Profil Ahmad Syah Farhan, Pemilik Hanania Group yang Terseret Kasus Dana Umrah, Lengkap: Umur, Agama dan Akun Instagram

Nama Ahmad Syah Farhan menjadi perhatian publik setelah penyidik Polda Metro Jaya menetapkannya sebagai tersangka dalam perkara dugaan penipuan dan penggelapan dana jemaah umrah yang melibatkan Hanania Travel atau Hanania Group.

Penetapan tersebut dilakukan setelah kepolisian memeriksa sejumlah saksi dan menggelar perkara terkait laporan para calon jemaah yang mengaku gagal berangkat meski telah menyetorkan biaya perjalanan.

Pimpinan Hanania Group

Ahmad Syah Farhan dikenal sebagai Direktur Utama Hanania Group. Melalui perusahaan tersebut, ia menjalankan bisnis layanan perjalanan ibadah umrah yang menjangkau berbagai daerah di Indonesia.

Hanania Travel sebelumnya menawarkan beragam paket perjalanan dengan skema harga yang menarik bagi masyarakat. Perusahaan itu juga aktif membuka pendaftaran jemaah untuk berbagai jadwal keberangkatan.

Keluhan Jemaah Mulai Bermunculan

Permasalahan mulai mencuat ketika sejumlah calon jemaah mempertanyakan kepastian keberangkatan yang terus mengalami penundaan. Sebagian di antara mereka mengaku sudah membayar biaya perjalanan secara penuh, sementara lainnya melakukan pembayaran bertahap.

Menurut pengakuan para korban, jadwal keberangkatan beberapa kali berubah hingga akhirnya tidak terlaksana.

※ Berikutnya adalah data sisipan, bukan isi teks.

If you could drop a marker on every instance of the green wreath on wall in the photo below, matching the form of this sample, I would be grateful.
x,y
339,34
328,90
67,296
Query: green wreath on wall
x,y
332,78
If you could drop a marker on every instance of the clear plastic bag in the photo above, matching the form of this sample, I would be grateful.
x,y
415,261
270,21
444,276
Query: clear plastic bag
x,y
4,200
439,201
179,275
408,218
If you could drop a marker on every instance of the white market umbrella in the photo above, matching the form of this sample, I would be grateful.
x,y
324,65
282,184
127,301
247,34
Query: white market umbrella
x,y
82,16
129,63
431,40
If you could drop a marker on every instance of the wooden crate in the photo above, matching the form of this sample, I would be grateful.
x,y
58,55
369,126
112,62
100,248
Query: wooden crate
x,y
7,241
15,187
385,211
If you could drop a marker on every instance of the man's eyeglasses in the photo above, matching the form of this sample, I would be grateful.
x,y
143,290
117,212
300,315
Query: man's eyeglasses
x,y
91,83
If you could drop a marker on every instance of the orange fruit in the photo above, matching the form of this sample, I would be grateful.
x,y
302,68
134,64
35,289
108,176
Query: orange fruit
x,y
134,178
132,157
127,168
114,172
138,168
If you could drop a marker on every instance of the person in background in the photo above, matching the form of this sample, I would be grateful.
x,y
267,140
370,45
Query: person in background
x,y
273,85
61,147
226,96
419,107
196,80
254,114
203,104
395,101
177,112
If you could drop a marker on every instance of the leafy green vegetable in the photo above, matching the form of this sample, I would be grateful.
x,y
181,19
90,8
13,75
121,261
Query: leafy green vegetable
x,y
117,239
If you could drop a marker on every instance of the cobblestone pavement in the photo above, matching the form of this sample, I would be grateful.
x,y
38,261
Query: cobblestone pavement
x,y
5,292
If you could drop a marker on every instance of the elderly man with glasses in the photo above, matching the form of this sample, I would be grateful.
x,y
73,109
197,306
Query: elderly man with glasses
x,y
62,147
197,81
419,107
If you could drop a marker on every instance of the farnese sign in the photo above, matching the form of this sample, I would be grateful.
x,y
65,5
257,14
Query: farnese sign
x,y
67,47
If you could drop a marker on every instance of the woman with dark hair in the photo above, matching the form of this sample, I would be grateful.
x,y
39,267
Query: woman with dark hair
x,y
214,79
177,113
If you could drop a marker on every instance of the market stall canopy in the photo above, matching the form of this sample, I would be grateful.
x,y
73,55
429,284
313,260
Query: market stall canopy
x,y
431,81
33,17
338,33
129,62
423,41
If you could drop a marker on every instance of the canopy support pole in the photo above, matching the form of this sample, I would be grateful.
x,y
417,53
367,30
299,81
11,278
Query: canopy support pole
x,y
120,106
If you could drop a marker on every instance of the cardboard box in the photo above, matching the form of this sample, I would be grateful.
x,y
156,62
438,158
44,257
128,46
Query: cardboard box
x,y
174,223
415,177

Kondisi tersebut mendorong mereka melaporkan persoalan itu kepada aparat kepolisian.

Laporan yang masuk kemudian bertambah seiring munculnya korban lain yang mengaku mengalami nasib serupa. Sejumlah calon jemaah mendatangi Polda Metro Jaya untuk menyampaikan pengaduan secara resmi.

Ditetapkan sebagai Tersangka

Setelah serangkaian penyelidikan dan pemeriksaan dilakukan, penyidik menetapkan Ahmad Syah Farhan sebagai tersangka. Ia juga telah menjalani penahanan guna mendukung proses penyidikan yang masih berlangsung.

Penyidik menduga terdapat pengelolaan dana jemaah yang tidak digunakan sesuai tujuan awal. Dugaan tersebut menjadi salah satu dasar dalam pengembangan perkara yang kini ditangani kepolisian.

Kerugian Mencapai Miliaran Rupiah

Kasus ini disebut melibatkan ratusan hingga ribuan calon jemaah. Nilai kerugian yang dilaporkan bervariasi, mulai dari lebih dari Rp12 miliar hingga puluhan miliar rupiah berdasarkan jumlah peserta dan paket perjalanan yang gagal diberangkatkan.

Banyak korban menyatakan telah menyelesaikan pembayaran biaya umrah yang nilainya mencapai puluhan juta rupiah per orang. Namun hingga waktu yang dijanjikan, keberangkatan yang mereka nantikan tidak pernah terealisasi.

Saat ini proses hukum masih berjalan dan penyidik terus mendalami aliran dana serta jumlah pasti korban yang terdampak dalam perkara tersebut.